For the past 50 years, electron optics engineers have sought to improve the precision of electron microscopes by counteracting the image blurring effects of lens imperfections, or ‘aberrations’. To fix the problem, IBM and Nion researchers have created the world’s highest resolution electron microscope that uses innovative technology to obtain images of individual atoms inside a material at a resolution never achieved before. The breakthrough could improve computer chip materials and manufacturing by allowing much more detailed, atomic resolution, structural examinations of semiconductors to be carried out.

Key Elements of the New High Resolution Electron Microscope

As reported in the 8 August issue of the journal Nature, the new technique significantly extends the capabilities of the electron microscope. The new system combines seven major optical elements, adding three octupole and four quadruple lenses to an electron microscope. ‘This system achieves 20 times the wavelength of the 120kV electrons by using about 28 multipole electron optical elements added to the relatively simple, four lens column of a dedicated scanning transmission electron microscope,’ says Dr Philip Batson, the lead scientist on the project at IBM Research. ‘Computer measurement of optical aberrations and control of the many lenses in response are both key to getting the very complex system to work.’
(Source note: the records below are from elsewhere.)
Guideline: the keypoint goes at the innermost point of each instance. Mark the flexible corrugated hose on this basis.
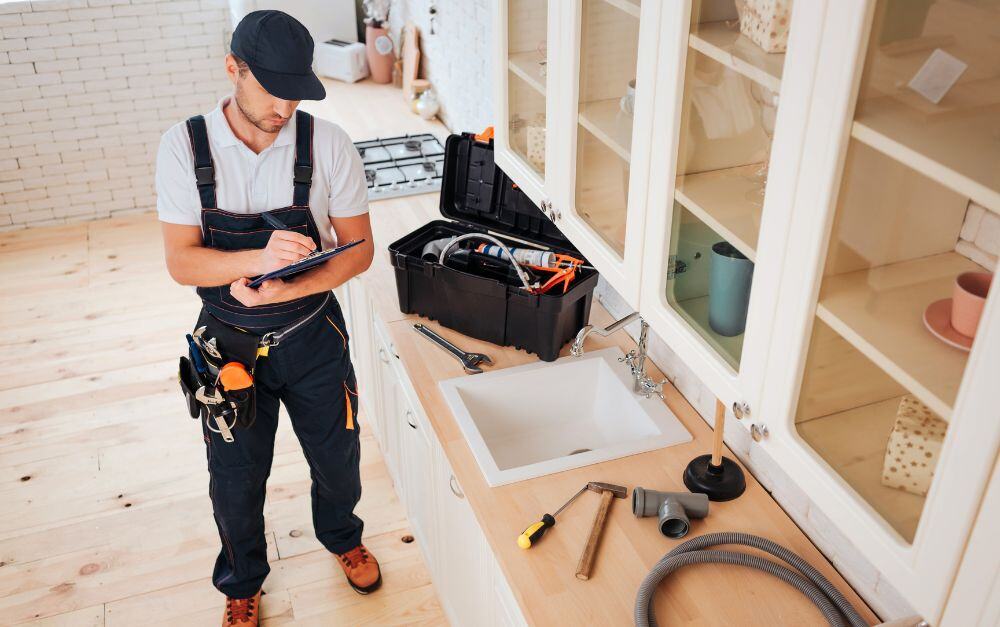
(835, 608)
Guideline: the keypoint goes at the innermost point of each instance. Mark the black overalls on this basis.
(309, 370)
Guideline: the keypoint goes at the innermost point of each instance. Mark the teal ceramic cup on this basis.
(728, 290)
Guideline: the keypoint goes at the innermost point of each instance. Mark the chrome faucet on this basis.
(642, 383)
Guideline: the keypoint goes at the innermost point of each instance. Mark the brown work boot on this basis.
(242, 612)
(361, 569)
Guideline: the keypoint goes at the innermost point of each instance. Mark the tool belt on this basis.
(216, 376)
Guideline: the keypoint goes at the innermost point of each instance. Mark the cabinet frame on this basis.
(622, 271)
(534, 185)
(924, 570)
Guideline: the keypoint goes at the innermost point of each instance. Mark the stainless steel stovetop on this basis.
(402, 166)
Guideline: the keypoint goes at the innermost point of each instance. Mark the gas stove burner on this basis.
(401, 166)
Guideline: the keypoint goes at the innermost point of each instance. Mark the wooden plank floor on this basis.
(104, 510)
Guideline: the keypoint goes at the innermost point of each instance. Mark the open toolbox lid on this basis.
(477, 193)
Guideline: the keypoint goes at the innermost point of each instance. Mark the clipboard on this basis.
(306, 263)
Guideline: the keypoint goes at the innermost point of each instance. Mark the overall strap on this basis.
(303, 159)
(204, 169)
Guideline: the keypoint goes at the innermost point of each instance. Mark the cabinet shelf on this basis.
(601, 119)
(631, 7)
(525, 65)
(956, 150)
(726, 45)
(853, 443)
(695, 310)
(880, 312)
(722, 200)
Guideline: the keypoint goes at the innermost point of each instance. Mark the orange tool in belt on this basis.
(234, 376)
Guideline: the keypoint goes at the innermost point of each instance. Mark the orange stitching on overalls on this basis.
(334, 325)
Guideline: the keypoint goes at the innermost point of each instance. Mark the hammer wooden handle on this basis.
(587, 559)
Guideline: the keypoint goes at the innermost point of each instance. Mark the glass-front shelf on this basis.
(732, 82)
(609, 45)
(526, 71)
(899, 297)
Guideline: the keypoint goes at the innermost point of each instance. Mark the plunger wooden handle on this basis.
(587, 559)
(720, 432)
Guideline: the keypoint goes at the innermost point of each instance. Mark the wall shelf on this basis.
(880, 312)
(726, 45)
(601, 119)
(720, 199)
(632, 7)
(525, 66)
(960, 151)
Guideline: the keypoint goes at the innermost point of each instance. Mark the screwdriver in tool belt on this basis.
(535, 531)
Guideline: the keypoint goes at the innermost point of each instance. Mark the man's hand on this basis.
(267, 293)
(283, 248)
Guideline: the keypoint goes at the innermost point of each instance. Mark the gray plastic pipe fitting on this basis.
(674, 509)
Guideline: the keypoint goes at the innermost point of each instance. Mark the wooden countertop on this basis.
(543, 578)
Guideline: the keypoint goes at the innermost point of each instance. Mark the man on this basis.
(215, 177)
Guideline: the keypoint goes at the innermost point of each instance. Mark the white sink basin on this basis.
(542, 418)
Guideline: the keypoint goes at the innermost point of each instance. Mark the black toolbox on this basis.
(478, 197)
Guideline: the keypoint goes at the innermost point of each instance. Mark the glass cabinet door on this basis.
(606, 93)
(902, 282)
(729, 105)
(526, 82)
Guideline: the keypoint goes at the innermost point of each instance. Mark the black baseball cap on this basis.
(278, 49)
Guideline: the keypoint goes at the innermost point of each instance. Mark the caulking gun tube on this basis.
(541, 258)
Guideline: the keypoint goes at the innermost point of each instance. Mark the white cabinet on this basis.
(464, 581)
(468, 579)
(415, 452)
(387, 414)
(783, 221)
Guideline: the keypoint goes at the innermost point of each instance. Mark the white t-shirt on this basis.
(246, 182)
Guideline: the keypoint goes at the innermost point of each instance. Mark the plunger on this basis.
(719, 477)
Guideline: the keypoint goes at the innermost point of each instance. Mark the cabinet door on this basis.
(523, 39)
(727, 137)
(388, 410)
(506, 611)
(889, 426)
(601, 156)
(465, 581)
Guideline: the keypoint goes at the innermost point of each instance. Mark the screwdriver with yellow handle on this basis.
(535, 531)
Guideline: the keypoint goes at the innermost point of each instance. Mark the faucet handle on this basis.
(629, 359)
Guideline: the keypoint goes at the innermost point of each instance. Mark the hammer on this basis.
(607, 491)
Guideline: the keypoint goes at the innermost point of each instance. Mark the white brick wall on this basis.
(457, 58)
(86, 89)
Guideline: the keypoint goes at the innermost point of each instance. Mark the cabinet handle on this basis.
(453, 484)
(740, 409)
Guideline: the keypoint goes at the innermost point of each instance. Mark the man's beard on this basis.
(258, 122)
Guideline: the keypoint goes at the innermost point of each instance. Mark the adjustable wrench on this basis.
(470, 361)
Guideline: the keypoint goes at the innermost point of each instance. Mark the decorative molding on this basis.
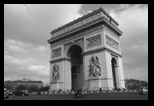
(66, 46)
(56, 52)
(101, 49)
(93, 41)
(58, 60)
(110, 31)
(80, 42)
(94, 67)
(84, 19)
(78, 35)
(112, 43)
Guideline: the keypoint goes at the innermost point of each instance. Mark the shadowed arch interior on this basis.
(114, 65)
(75, 54)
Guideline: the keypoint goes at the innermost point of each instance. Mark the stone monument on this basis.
(86, 54)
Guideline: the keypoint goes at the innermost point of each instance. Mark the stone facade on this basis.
(86, 54)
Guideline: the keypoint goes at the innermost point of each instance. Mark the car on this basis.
(20, 93)
(6, 93)
(144, 90)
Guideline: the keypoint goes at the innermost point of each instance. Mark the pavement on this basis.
(89, 96)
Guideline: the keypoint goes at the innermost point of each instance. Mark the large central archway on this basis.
(114, 72)
(75, 54)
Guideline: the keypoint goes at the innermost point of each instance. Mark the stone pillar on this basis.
(121, 73)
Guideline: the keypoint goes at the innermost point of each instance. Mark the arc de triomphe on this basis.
(86, 54)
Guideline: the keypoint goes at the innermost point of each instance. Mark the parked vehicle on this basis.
(79, 94)
(144, 90)
(6, 93)
(20, 93)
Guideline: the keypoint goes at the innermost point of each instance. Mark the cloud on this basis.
(36, 28)
(133, 21)
(18, 64)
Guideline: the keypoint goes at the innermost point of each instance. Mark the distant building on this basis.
(28, 83)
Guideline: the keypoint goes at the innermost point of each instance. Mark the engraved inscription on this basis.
(56, 52)
(112, 43)
(93, 41)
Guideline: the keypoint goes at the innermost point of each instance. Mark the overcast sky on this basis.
(27, 29)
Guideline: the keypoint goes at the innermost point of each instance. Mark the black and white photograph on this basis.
(75, 51)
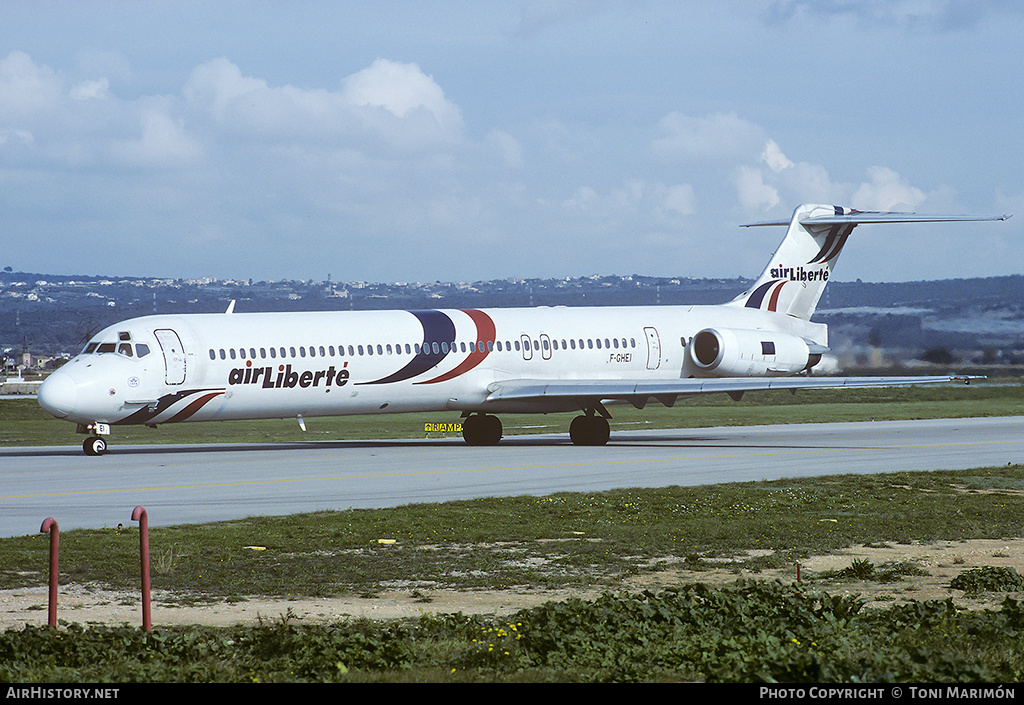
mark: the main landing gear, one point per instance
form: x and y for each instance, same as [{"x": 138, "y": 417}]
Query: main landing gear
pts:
[
  {"x": 589, "y": 429},
  {"x": 481, "y": 429}
]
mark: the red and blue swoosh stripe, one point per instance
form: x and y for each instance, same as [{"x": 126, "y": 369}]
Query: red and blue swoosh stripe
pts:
[{"x": 437, "y": 329}]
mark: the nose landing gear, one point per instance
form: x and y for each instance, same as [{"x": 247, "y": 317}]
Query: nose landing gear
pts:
[{"x": 94, "y": 446}]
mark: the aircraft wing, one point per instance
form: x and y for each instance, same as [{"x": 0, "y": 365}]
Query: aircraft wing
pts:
[
  {"x": 638, "y": 392},
  {"x": 856, "y": 217}
]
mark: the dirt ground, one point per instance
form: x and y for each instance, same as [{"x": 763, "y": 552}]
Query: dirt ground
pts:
[{"x": 941, "y": 562}]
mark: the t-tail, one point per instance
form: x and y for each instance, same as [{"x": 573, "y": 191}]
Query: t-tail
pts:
[{"x": 796, "y": 276}]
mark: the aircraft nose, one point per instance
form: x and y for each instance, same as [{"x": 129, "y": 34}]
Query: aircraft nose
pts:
[{"x": 58, "y": 395}]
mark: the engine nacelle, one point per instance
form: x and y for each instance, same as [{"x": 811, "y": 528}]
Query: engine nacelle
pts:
[{"x": 731, "y": 353}]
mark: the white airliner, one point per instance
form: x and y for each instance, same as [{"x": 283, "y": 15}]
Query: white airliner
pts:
[{"x": 210, "y": 367}]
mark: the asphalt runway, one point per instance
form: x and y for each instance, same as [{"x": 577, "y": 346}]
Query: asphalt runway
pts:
[{"x": 200, "y": 484}]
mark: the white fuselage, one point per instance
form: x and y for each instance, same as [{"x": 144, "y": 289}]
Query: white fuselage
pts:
[{"x": 199, "y": 367}]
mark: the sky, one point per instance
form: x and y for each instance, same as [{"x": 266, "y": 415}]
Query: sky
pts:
[{"x": 436, "y": 140}]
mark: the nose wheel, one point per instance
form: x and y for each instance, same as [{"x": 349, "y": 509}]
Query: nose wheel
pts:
[{"x": 94, "y": 446}]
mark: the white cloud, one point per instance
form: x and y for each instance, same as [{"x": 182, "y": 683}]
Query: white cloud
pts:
[
  {"x": 753, "y": 192},
  {"x": 26, "y": 88},
  {"x": 773, "y": 157},
  {"x": 90, "y": 89},
  {"x": 718, "y": 136},
  {"x": 399, "y": 88},
  {"x": 886, "y": 191},
  {"x": 163, "y": 142}
]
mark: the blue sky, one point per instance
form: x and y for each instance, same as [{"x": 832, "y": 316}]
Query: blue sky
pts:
[{"x": 408, "y": 140}]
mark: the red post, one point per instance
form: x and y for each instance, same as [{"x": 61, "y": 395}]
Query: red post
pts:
[
  {"x": 50, "y": 525},
  {"x": 138, "y": 514}
]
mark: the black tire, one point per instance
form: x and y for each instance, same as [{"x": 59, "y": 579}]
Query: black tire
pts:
[{"x": 94, "y": 446}]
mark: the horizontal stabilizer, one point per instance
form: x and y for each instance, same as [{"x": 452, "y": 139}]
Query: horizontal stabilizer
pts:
[{"x": 856, "y": 217}]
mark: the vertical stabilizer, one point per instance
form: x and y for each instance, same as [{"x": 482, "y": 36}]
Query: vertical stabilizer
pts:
[{"x": 798, "y": 273}]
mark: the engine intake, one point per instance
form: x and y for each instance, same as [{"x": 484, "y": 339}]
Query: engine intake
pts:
[{"x": 733, "y": 353}]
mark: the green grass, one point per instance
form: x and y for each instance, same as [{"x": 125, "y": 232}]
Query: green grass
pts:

How the New High Resolution Electron Microscope Works

The measurement of optical performance is done using a TV camera that views a ‘shadow map’ of randomly structured test samples. The shadow map is then analysed by a computer to produce corrections for the 28 or so lens coils, thereby optimising the system’s performance for a very small electron beam size. After this correction, the microscope can produce an electron beam that is smaller than one angstrom (1Å), or 75 thousandths of a nanometer. ‘For my field of semiconductor research,’ says Batson, ‘it is very significant that we can now image with 1Å resolution or better using electrons that have an energy below the knock-on displacement threshold of about 160kV for silicon.’

What Can be Imaged Using the New High Resolution Electron Microscope

As the dimensions of computer chips shrink, this new correction technique, co-developed by Niklas Dellby and Ondrej Krivanek from Nion Co, Kirkland, Washington, USA, will enable scientists to see, for the first time, a complete picture of the atomic structure of important defects in the materials used in these chips. Watching how atoms assemble, move around and interact with other atoms in silicon, for example, could help scientists towards a better understanding of how to control environmental conditions so components of future computer chips could assemble themselves. ‘The field of aberration correction will now move rapidly towards ease of use and correction of higher order aberrations,’ believes Batson. ‘We will see optical columns designed from the beginning to use aberration correction and computer control.’

Has the New Technology Overcome Accessibility Problems?

In the past, high-resolution systems were only available in a few locations because of their complexity and cost, putting them beyond the use of many individual investigators. While the new technology integrates a complex optical system, its computer measurement and control allows this complexity to be handled more easily. Batson is excited by the development and sees it as a move towards smaller, possibly cheaper systems.

Future for the New High Resolution Electron Microscope

Batson’s work is currently focussing on high-resolution electron energy loss spectroscopy, having integrated an electron monochromator and spectrometer into the system. This gives a sub-100meV energy resolution, which Batson is using to investigate the electronic structure of defects and interfaces in semiconductors. ‘The rather large question right now,’ he says, ‘is how well this activity can be integrated with the atomic resolution imaging to make a direct connection between electronic and atomic structures for the future design of novel semiconductor devices.’